One main objection seems to be that wiki words make it hard to link things casually in the middle of a sentence. On the other hand, I don't think that's such a good idea to begin with. In my experience, such links tend to be visually distracting, break up the flow of the material, and usually end up being spurious. Most well-designed pages tend to keep links separate semantically. For instance:
I agree. Most Wiki implementations smell too much of the code and not enough of the user. My personal pref would be a full-out LJ-style Ajax editor that would handle any styling through GUI, but in the absence of that an HTML-style syntax would be better than mucking about trying to remember which apostrophes correspond to which styling, and why the hell my text didn't italicize. Is [Code][/Code] and [li] and suchlike really that hard? Everybody knows HTML, not everybody wants to learn a new style over and over again.
As for the links themselves: case insensitive matching, whitespace stripped to one character, full matching. Title editable in a separate window from the page, so that pages can be recased or even renamed (currently a copy/paste pain) with optionally auto-update of backlinks. Colon-based Namespace scoping optional for convenient inter-wiki connections (rather than the big graphic "this is located on X" - it's practically a title page). Convert spaces into underscores and underscores into double-underscores just for the URL to make it easier to write outside of wiki.
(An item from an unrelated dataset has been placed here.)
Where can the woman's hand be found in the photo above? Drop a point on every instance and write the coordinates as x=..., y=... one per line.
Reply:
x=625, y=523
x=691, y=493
But I'm just a complainer. -- MartinZarate
Isn't the idea behind WikiWords just a way to auto-generate web links in pages created with a plain-text editor, sort of like the auto-HTML for other text formatting syntax?
Why not just have the Wiki server put html links for any word or word group that matches an existing page on that server? I can only assume that the original design created WikiWords because they can be converted to links without pattern matching against a changing database of known pages. In other words, WikiWord processing is the easy way out of doing it the Right Way.
One advantage of doing away with WikiWords is that one page could include keywords so that more than one word/phrase could point to the same page.